La Bible d’une grand’mère/180
CLXXX
L’ANGE VA CHEZ GABÉLUS ET REVIENT CHEZ RAGÜEL
Tobie appela un jour l’Ange, qu’il croyait être un homme, et lui dit : « Mon frère Azarias, je vous dois tant de reconnaissance pour tout le bien que vous m’avez fait, que je ne saurais jamais assez vous l’exprimer, et je ne pourrai jamais vous la témoigner par des présents assez riches. Et pourtant j’ai encore une prière à vous adresser ; c’est que vous preniez des serviteurs et des montures nécessaires pour aller chez Gabélus à Ragès ; vous lui rendrez son obligation en échange de l’argent qu’il nous doit, et vous le prierez de venir à mes noces. Vous savez que mon père compte les jours de mon absence, et que si je tarde son âme sera accablée de tristesse. Vous voyez aussi avec quelle instance Ragüel m’a conjuré de rester quinze jours chez lui, et comment j’ai dû céder à ses prières. C’est pourquoi je vous demande d’aller pour moi chez Gabélus. »
L’Ange Raphaël accepta avec sa bonté accoutumée la commission que lui donnait Tobie ; il prit deux chameaux et quatre serviteurs de Ragüel, et il partit pour Ragès, où il trouva Gabélus, qui lui remit les dix talents contre l’obligation.
L’Ange lui raconta tout ce qui était arrivé au jeune Tobie et l’invita aux noces.

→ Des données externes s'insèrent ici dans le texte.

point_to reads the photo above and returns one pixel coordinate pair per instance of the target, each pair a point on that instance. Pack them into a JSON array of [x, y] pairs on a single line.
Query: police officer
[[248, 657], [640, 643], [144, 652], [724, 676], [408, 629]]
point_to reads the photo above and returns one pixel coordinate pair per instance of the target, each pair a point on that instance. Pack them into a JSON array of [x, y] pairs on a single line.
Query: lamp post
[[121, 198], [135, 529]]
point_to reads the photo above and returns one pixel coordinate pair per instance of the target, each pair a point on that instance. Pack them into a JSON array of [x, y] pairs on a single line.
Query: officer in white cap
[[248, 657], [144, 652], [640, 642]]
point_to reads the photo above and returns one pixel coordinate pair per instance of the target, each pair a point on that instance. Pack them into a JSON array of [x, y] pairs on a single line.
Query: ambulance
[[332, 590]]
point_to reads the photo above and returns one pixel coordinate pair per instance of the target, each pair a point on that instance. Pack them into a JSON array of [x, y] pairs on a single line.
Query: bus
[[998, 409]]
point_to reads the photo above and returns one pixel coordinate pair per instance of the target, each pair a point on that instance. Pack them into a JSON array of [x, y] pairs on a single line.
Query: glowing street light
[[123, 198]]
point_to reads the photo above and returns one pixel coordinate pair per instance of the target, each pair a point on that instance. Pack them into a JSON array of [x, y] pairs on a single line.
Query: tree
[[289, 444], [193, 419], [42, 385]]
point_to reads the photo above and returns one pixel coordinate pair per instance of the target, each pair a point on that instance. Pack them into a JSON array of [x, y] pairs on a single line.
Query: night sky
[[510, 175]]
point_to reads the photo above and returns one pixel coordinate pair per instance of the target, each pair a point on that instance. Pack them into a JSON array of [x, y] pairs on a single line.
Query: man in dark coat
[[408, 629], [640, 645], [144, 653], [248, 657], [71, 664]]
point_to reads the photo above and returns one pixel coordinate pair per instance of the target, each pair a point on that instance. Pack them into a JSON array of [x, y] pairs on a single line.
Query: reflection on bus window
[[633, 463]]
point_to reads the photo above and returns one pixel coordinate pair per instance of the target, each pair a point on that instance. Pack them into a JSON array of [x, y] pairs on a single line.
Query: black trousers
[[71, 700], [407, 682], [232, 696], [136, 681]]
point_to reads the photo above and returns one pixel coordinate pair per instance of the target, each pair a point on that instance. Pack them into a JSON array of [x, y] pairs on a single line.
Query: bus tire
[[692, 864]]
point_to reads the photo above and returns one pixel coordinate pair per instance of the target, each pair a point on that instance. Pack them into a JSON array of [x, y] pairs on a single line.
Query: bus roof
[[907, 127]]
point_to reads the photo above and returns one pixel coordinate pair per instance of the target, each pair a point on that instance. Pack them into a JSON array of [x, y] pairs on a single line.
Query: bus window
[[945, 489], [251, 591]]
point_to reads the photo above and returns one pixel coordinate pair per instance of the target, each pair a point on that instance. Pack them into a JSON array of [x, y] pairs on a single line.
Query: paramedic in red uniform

Gabélus partit avec l’Ange et quelques-uns de ses serviteurs, et il arriva chez Ragüel pendant qu’on était à table. Tobie se leva aussitôt ; ils s’entre-saluèrent et s’embrassèrent ; Gabélus pleura…
Henriette, riant. Ha, ha, ha ! Encore un qui pleure, et sans savoir pourquoi, puisqu’il n’avait jamais vu le jeune Tobie.
Grand’mère. Il savait bien pourquoi ; il voyait en Tobie le fils d’un ancien ami très-cher et très-vénéré ; il avait bon cœur, il fut ému et il pleura ; ensuite il bénit Dieu, et dit à Tobie : « Que le bon Dieu te bénisse, mon fils ! parce que tu es l’enfant d’un homme très-vertueux, très-juste, qui craint Dieu et qui fait beaucoup d’aumônes. Que la bénédiction de Dieu s’étende sur la femme, sur ton père et sur ta mère. Puisses-tu voir tes fils jusqu’à la quatrième génération ! » Tous répondirent Amen ; ils se mirent à table, et pendant les festins des noces, chacun se conduisit avec modération et sagesse.
Petit-Louis. Comment pouvait-on se conduire autrement ?
Grand’mère. Ils pouvaient faire ce qu’on fait très-souvent à des repas de noces, boire avec excès, s’enivrer, se quereller, se battre, enfin commettre toutes sortes d’inconvenances, Mais comme les amis de Ragüel étaient des gens sages, ils ne firent rien de tout cela.